Experiencing a loved one’s death can conjure up some of our darkest emotions: sadness, fear, anger, and anxiety. These emotions can add on to the stress you are already facing, triggering the brain to release more cortisol, also known as the stress hormone. Too much stress can affect your mood, sleep and health.
And if you’re in charge of making the funeral arrangements, this difficult time can become overwhelming, especially when you may already be under immense pressure to make decisions quickly. While there are funeral service providers that can help with this daunting task, knowing how you can manage your stress can help you face this mighty challenge.
1. Give yourself a moment
Planning and arranging for funeral services can be an emotionally tough process. Give yourself permission to step away every now and then to breathe, walk and spend time with your loved ones. Studies have found that taking breaks can help to reduce and prevent stress, allowing you to maintain performance throughout the day. You are also returning your mental functional systems to their baseline, thus resetting your mood and promoting positive well-being.

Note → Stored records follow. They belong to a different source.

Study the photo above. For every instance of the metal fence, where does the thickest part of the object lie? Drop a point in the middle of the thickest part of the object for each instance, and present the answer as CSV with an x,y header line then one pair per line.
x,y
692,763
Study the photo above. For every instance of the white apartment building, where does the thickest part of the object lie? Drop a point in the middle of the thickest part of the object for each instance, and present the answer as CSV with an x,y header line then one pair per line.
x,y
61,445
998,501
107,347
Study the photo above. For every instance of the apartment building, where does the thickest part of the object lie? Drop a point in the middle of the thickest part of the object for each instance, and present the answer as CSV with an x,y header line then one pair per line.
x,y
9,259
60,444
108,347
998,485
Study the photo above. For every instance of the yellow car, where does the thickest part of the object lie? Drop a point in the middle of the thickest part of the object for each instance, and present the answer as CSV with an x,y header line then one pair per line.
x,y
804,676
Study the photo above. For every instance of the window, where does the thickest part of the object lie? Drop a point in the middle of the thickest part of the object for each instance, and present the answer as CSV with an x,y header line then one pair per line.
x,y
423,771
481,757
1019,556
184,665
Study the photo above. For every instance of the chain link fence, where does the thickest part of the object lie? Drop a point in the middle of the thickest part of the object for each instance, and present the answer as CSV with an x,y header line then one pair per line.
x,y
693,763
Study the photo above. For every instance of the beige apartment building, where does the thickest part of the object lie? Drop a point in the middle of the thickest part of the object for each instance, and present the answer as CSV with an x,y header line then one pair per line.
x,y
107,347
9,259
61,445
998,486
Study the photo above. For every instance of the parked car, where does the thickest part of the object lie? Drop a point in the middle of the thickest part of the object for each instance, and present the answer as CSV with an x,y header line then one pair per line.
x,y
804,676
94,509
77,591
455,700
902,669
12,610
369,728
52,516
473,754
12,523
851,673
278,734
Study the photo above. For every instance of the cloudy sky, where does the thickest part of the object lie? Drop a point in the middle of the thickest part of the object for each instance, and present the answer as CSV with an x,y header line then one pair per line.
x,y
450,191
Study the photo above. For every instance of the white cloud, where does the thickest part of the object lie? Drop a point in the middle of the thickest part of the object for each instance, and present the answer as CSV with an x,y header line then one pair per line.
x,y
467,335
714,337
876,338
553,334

This can be greatly helpful towards helping you focus on details of the funeral arrangement. Emotional stress can take a toll on your mental health, so taking a break can provide you with a clearer mind and better organisation to jump back into your preparations.
2. Talk to someone
Keeping your emotions bottled up inside creates stress. In other words, letting out how you feel helps to get it out of your system and encourages you to process them. It is similar to the pressure cooker analogy: if the lid isn’t opened periodically, steam can build up. When it comes to feelings that are suppressed “under the lid”, this will make you feel even more stressed.
Seek out a loved one, someone from a support group or even a professional to talk about your grief and pain. If you have a family member who is experiencing the same loss, talking can help you bond with them as you work through your feelings. Otherwise, you risk marinating in those feelings and make your grieving process harder – on the other hand, sharing your negative emotions with someone you trust can be profoundly healing.
3. Ask for a helping hand
Perhaps you might think that asking for help is a sign of weakness – that you are admitting your inadequacy in some way. You don’t wish for anyone to see that you’re struggling, but rather remain in control to handle the funeral preparations. Change your beliefs and expectations; refusing to ask for help is counter-productive. When you can’t get the tasks done well or on time, this might only serve to knock your confidence further.
In fact, asking for help is a responsible thing for yourself and others. When you can get things done in the right manner with someone’s help, you get to achieve the ideal outcome of your tasks at hand. Assign trusted loved ones to assist in any funeral arrangement details to relieve you of feeling overwhelmed and ensure the process goes smoothly as possible.
4. Remember why you’re doing it
Whether it’s a Buddhist funeral or a non-religious ceremony, you’re planning a service to honour and pay tribute to a loved one. Refrain from putting yourself under unnecessary pressure for funeral plans to be perfect. Plan from the heart and take comfort in knowing that you only have the purest intentions to create a funeral experience that is fitting for a dignified farewell.